ALERT StashDeferredLagHigh
  IF job:stashdef_lag:seconds > 5 * 60
  FOR 2m
  LABELS {
    slack_channel="stash-deferred"
  }
  ANNOTATIONS {
    description="Stash deferred messages are arriving {{ $value }} seconds after they were scheduled (threshold 5m)"
  }

Here we set up a recording rule to continuously calculate and store our lag, along with an alert on that lag calculation. The alert syntax is a wee bit odd, but should read: the alert StashDeferredLagHigh will fire if the metric job:stashdef_lag:seconds is greater than 300 for 2 minutes. When it fires, it should send to the slack channel stash-deferred. The description annotations specifies what message the receivers of the alert will get. We’ve used alertmanager’s templating to inject the current value of the lag into the alert text. This templating works in any label or annotation, and can reference labels on the metrics as well.

The durations specified in the alert above are a bit arbitrary, and will be subject to tweaks over time. With the current setup, we can say that should the process stop processing messages altogether, it will take 4 minutes before the metric is above 300 seconds (i.e. 5 minutes of lag), and then another 2 minutes before the alert will fire. This is perfectly acceptable for this system. Your system may have very different users who rely on a different guarantees.

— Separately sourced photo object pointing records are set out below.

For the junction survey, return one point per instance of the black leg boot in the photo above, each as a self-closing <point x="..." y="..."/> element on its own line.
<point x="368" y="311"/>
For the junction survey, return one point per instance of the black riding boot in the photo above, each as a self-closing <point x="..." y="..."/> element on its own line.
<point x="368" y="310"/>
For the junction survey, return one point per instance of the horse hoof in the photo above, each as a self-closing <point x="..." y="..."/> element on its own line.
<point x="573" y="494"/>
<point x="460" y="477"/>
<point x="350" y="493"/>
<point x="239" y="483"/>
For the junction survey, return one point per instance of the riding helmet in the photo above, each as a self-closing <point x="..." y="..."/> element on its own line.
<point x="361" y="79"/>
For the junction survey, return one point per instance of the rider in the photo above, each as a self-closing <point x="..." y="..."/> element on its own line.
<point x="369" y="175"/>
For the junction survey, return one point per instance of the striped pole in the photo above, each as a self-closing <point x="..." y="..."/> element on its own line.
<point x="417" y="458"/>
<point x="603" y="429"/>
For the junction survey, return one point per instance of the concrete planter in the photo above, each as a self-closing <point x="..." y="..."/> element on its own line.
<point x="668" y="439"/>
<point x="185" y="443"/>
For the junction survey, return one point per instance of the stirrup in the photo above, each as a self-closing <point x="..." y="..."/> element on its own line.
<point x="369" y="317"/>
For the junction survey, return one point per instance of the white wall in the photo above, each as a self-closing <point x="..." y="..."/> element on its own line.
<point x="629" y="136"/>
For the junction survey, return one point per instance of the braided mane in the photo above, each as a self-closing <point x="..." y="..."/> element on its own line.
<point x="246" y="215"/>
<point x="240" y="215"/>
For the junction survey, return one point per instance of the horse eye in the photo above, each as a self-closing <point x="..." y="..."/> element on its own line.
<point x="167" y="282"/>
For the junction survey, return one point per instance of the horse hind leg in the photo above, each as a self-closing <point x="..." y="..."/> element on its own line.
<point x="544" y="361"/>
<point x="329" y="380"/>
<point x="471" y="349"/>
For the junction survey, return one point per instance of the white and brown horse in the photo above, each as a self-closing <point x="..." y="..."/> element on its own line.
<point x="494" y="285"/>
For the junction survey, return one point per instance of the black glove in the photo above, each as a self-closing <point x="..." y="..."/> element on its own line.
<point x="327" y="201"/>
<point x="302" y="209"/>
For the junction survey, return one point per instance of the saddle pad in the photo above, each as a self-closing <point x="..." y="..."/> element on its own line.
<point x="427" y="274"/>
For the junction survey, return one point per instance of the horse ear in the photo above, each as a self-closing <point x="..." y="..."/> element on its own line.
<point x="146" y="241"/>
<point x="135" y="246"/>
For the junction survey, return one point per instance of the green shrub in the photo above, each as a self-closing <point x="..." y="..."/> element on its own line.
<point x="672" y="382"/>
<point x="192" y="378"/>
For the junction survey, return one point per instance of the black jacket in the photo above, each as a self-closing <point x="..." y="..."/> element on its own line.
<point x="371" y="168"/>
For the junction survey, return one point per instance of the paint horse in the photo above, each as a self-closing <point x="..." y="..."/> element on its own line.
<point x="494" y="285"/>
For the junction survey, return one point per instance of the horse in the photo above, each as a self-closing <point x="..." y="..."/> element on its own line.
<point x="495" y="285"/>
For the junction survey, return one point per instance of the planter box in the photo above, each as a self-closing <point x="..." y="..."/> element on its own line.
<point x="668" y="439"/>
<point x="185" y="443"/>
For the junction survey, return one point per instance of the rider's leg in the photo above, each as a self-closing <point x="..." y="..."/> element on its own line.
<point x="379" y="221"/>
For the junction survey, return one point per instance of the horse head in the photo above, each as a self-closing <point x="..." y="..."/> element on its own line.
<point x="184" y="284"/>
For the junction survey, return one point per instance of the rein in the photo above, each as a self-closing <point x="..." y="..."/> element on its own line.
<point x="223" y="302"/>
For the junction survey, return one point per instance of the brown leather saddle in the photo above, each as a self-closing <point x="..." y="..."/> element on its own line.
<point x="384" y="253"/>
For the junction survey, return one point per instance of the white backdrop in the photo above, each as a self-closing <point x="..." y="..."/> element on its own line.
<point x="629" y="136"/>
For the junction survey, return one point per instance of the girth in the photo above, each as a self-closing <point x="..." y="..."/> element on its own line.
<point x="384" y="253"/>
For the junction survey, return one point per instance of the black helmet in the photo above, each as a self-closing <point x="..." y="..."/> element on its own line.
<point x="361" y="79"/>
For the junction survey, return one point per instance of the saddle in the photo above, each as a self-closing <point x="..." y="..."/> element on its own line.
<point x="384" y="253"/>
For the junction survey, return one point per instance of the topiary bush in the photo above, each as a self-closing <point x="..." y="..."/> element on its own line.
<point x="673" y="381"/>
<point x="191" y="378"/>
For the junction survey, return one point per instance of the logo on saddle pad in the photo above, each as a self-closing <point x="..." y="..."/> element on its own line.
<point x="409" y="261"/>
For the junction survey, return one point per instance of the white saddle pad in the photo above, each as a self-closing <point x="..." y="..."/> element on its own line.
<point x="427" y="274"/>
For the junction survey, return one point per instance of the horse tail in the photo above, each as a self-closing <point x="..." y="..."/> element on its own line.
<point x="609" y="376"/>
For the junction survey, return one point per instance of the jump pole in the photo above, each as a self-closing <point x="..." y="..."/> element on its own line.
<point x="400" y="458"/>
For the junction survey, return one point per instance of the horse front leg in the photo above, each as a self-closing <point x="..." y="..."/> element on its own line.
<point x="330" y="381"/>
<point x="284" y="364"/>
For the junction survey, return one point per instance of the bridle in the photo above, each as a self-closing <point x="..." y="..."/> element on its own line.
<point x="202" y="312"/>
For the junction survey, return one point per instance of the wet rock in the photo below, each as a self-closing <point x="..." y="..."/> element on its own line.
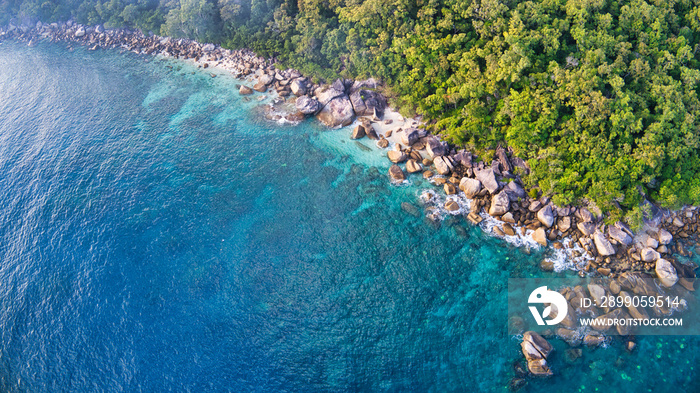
<point x="449" y="188"/>
<point x="570" y="336"/>
<point x="536" y="350"/>
<point x="535" y="206"/>
<point x="665" y="237"/>
<point x="540" y="236"/>
<point x="412" y="166"/>
<point x="408" y="137"/>
<point x="410" y="209"/>
<point x="368" y="103"/>
<point x="564" y="223"/>
<point x="327" y="94"/>
<point x="396" y="173"/>
<point x="586" y="228"/>
<point x="298" y="87"/>
<point x="358" y="132"/>
<point x="245" y="90"/>
<point x="435" y="147"/>
<point x="499" y="204"/>
<point x="635" y="311"/>
<point x="396" y="156"/>
<point x="443" y="165"/>
<point x="545" y="216"/>
<point x="488" y="180"/>
<point x="603" y="245"/>
<point x="470" y="187"/>
<point x="338" y="112"/>
<point x="621" y="236"/>
<point x="602" y="325"/>
<point x="585" y="214"/>
<point x="515" y="192"/>
<point x="648" y="254"/>
<point x="666" y="273"/>
<point x="307" y="105"/>
<point x="260" y="87"/>
<point x="451" y="206"/>
<point x="593" y="340"/>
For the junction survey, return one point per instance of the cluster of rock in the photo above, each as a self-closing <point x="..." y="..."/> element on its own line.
<point x="535" y="348"/>
<point x="238" y="62"/>
<point x="607" y="250"/>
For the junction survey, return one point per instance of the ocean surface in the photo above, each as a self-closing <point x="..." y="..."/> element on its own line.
<point x="158" y="234"/>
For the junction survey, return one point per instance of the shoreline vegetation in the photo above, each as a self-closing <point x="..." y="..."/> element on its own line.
<point x="496" y="189"/>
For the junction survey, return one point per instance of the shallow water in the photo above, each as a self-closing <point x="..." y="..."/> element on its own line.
<point x="156" y="234"/>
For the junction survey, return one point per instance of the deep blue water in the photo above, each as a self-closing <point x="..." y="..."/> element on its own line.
<point x="156" y="234"/>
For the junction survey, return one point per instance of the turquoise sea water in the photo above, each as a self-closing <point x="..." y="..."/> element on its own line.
<point x="157" y="234"/>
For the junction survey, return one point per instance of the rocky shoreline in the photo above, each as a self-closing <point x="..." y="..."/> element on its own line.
<point x="495" y="190"/>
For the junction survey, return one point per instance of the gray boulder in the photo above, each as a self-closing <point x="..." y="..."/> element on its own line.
<point x="324" y="96"/>
<point x="368" y="103"/>
<point x="603" y="245"/>
<point x="470" y="187"/>
<point x="665" y="237"/>
<point x="648" y="254"/>
<point x="499" y="204"/>
<point x="443" y="165"/>
<point x="618" y="234"/>
<point x="666" y="273"/>
<point x="409" y="136"/>
<point x="298" y="87"/>
<point x="545" y="216"/>
<point x="307" y="105"/>
<point x="488" y="180"/>
<point x="435" y="147"/>
<point x="338" y="112"/>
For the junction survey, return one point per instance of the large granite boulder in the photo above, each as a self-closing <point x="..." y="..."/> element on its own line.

The Slack integration is set up in our alertmanager config. I’d really recommend integrating with whatever chat system your organisation uses. Recording rules are also a great idea, and in general if you want a dashboard to load quickly, I’d recommend implementing the queries you are plotting as recording rules. All of the screenshots of Grafana plots in this post are actually of recording rules, not the ‘raw’ queries.

Putting it together

Our final dashboard looks like…

all

The additions made here are:

  1. The Bigtable deletion rate graph. Failed Bigtable deletions can result in duplicate messages, so we prioritise this metric.
  2. Component memory usage. This is a metric fetched from the Kubernetes cluster, and is mostly there so I can say ‘look how efficient it is!’. It also shows component restarts well, which is very useful during incidents.

This dashboard still has some major issues though:

  1. The displayed latencies are taking up a large amount of space for a small amount of value. I plan to relegate 3 of them below the fold, and use some of the space for some more useful metrics.
  2. The deletion rate graph is fine and dandy, but for displaying deletion errors, an error ratio is more useful.
  3. Error rates are currently based around summing the error rates from each individual component. A more holistic approach is important.

Over time I’ll address these. In some cases, I’m still figuring out which path to take (which latency plot is actually useful?), and in others, I just haven’t gotten around to it.